Leon (Caleb Landry Jones) is the sort of ingrate who’s probably been deemed more trouble than he’s worth by everyone but his mother since he was nine years old. With his gummy smile and pale lashes, he even looks like a Hitler youth reject; it’s no surprise that he bullies Old Lucy, an elderly black coworker, with racial epithets and physical violence. It’s even less of a surprise that everyone covers for Old Lucy when he offs the young man with a half-pipe. Even dead, Leon proves a pain in the neck: His funeral costs send Mickey scrambling, and Jeanie enlists boozy newspaper columnist Richard Shellburn (Richard Jenkins, in yet another terrific turn) to uncover the real story behind the accident that supposedly caused his death.
So long as Slattery trains his lens on the bars and back rooms of this salty-dog slum, this film is great fun, if an acquired taste. Cast in the unflattering greens and Pepto-Bismol pinks of the early 1980s, everyone grumbles at each other when they’re not swinging a fist, and their small stakes are nailed drolly and without condescension. Electrical blackouts occur regularly. Savings accounts are nonexistent. People swill small, foamy glasses of beer in the middle of the day without indictment, and when a bartender hands Mickey a brown bag of cash collected for funeral costs, he reminds him to “return the bag when he gets a chance.” An etiquette presides here that’s no less ingrained because it’s invisible to an outsider’s eye, and the glimpse we’re granted is as seductive as insider slang. Mickey, who only moved to the neighborhood when he married Jeanie, negotiates its customs with a square-shouldered bemusement Hoffman never demonstrated in the many colors of his previous roles. It’s a pleasure to watch.
Put bluntly, though, this film has a woman problem. In the eponymous book by Pete Dexter from which Slattery and his cowriter Alex Metcalf adapted this screenplay, Jeanie is a talented, disappointed woman, a former dancer whose crushed dreams brought her back to the neighborhood. But for all the flourishes with which Slattery paints the rest of “God’s Pocket,” here her character is as flat as they come (despite Hendrick’s impressive dimensions). She has no back-story. She has no apparent interior life. She only leaves her house when escorted by a male admirer (the journalist, predictably) and she submits to everyone’s sexual desire without expressing her own. In fact, she is not only one-minded – propelled solely by the love for a son whose shortcomings she mulishly refuses to recognize – but nearly mute as she glides through these claustrophobic, darkly lit interiors with the massive grace of one of Fellini’s ladies. Since she serves as the plot’s fulcrum, her lack of will extinguishes everything just as the action is meant to heat up. Even in a film set thirty years earlier, Jeannie feels anachronistic.
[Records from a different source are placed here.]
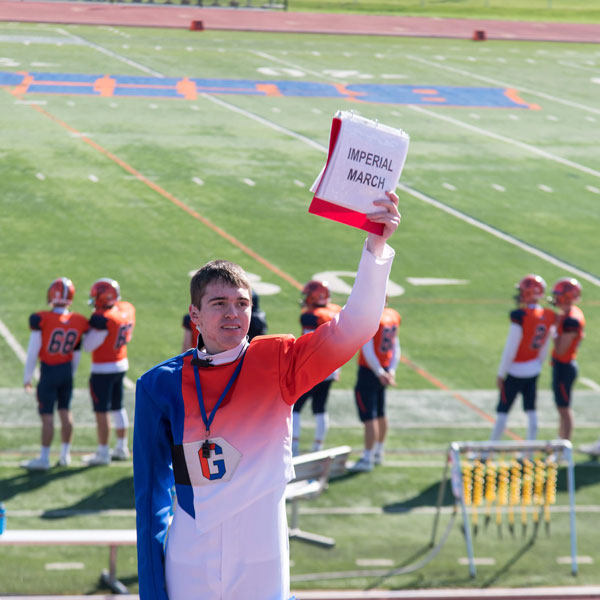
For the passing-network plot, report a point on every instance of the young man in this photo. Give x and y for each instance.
(570, 331)
(377, 362)
(258, 326)
(55, 338)
(524, 354)
(216, 422)
(316, 310)
(111, 328)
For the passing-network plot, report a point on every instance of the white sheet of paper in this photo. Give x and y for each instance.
(366, 162)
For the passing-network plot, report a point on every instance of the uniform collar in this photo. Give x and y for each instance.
(223, 358)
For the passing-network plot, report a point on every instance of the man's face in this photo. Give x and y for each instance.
(224, 316)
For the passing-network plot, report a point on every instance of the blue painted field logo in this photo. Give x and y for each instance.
(190, 88)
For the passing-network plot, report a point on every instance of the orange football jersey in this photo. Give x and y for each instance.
(119, 321)
(536, 323)
(61, 335)
(385, 338)
(569, 322)
(311, 318)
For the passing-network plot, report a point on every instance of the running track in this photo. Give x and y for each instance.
(89, 13)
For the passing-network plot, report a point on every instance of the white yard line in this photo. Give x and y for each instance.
(505, 84)
(502, 138)
(12, 342)
(501, 235)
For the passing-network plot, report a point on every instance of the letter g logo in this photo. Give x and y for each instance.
(213, 468)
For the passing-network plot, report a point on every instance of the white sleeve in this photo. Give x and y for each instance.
(75, 362)
(33, 351)
(369, 355)
(93, 338)
(515, 333)
(395, 357)
(362, 312)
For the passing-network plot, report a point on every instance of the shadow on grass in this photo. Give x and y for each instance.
(409, 560)
(101, 587)
(29, 481)
(117, 495)
(110, 495)
(505, 568)
(426, 497)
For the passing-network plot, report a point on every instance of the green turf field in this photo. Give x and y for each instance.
(585, 11)
(89, 186)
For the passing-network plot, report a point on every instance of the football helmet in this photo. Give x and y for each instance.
(315, 293)
(61, 292)
(104, 293)
(566, 291)
(530, 289)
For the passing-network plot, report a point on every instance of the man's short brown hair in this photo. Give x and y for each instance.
(217, 270)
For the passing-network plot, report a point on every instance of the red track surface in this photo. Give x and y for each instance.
(279, 21)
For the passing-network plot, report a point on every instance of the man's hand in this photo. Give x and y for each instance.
(389, 216)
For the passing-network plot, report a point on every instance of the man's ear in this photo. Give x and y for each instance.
(194, 313)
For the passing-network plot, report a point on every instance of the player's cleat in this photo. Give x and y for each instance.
(36, 464)
(362, 466)
(97, 459)
(64, 461)
(120, 454)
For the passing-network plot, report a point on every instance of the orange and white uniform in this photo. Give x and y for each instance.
(528, 341)
(311, 318)
(55, 337)
(572, 321)
(382, 353)
(111, 331)
(228, 539)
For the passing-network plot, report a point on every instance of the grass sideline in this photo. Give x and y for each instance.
(112, 225)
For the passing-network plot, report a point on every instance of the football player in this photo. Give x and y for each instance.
(316, 310)
(111, 328)
(55, 338)
(216, 421)
(525, 350)
(377, 363)
(569, 333)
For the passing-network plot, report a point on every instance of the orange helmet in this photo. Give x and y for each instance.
(61, 292)
(104, 293)
(566, 291)
(530, 289)
(315, 293)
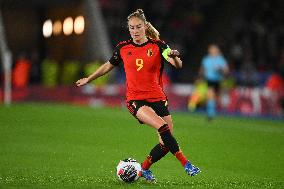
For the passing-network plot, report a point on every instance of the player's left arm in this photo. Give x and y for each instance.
(172, 56)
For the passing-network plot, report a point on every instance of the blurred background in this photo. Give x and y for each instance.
(47, 45)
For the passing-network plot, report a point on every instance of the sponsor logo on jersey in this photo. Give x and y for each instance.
(149, 52)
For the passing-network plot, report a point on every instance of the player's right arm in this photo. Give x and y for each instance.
(102, 70)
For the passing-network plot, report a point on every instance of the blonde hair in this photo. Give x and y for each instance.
(151, 31)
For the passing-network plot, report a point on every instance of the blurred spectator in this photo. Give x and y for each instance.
(213, 68)
(21, 72)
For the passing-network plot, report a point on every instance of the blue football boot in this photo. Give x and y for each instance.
(148, 175)
(191, 169)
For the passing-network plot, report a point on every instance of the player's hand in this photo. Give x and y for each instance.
(173, 53)
(82, 82)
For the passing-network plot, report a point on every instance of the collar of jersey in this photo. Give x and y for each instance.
(140, 45)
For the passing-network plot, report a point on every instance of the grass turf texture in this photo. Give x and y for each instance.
(61, 146)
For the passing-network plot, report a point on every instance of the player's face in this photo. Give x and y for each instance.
(137, 29)
(213, 50)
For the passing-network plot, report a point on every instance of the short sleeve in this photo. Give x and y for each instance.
(165, 49)
(116, 58)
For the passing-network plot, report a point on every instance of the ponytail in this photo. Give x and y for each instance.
(151, 31)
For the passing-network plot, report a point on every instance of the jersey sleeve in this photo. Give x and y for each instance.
(116, 58)
(165, 49)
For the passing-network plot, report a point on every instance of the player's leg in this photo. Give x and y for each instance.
(189, 168)
(147, 115)
(159, 150)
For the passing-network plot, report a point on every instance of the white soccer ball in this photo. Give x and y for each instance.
(128, 170)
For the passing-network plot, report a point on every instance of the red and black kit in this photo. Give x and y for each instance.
(143, 65)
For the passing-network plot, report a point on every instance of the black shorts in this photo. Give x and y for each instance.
(160, 107)
(214, 84)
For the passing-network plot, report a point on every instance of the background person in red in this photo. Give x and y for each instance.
(143, 57)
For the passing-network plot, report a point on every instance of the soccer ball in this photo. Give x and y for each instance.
(128, 170)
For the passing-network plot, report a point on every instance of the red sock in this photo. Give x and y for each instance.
(147, 163)
(179, 155)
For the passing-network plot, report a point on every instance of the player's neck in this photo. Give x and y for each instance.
(141, 41)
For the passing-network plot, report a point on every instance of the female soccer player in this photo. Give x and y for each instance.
(142, 58)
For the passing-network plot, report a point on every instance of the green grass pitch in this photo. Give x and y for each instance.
(62, 146)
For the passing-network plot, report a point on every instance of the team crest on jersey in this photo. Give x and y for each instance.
(149, 52)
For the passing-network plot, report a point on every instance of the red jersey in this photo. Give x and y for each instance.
(143, 65)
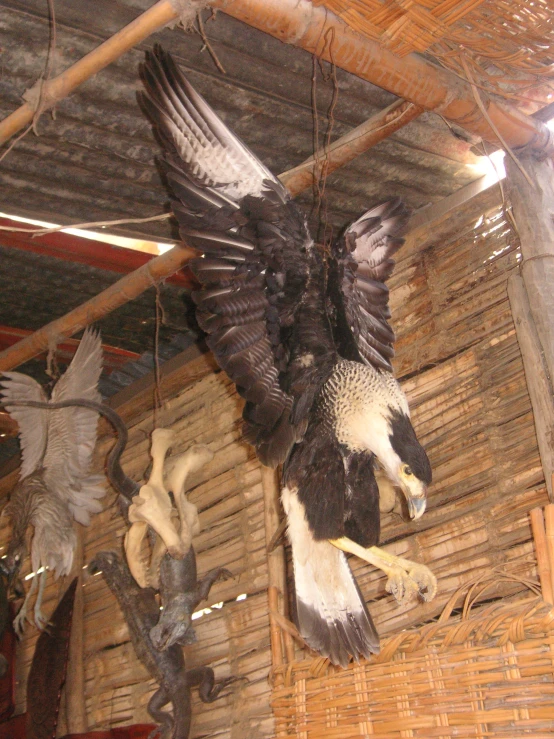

That’s too bad. It’s not clear whether Hendricks is actually much of an actress – as Joan on “Mad Men,” all that’s required of her is a similar unflappability – but the rest of this cast is so skillful that we scarcely notice the other fissures at hand. When we do, it’s mostly in the spirit of admiration. Hoffman’s cracked tough-guy veneer, for example, is so expertly drawn that we want to keep hanging out with him, drinking warm drafts and casing joints, long after the film sputters to a close. But that was – or, rather, is – Hoffman’s mastery. No matter how much time we ever spend in his orbit, we will always clamor for more.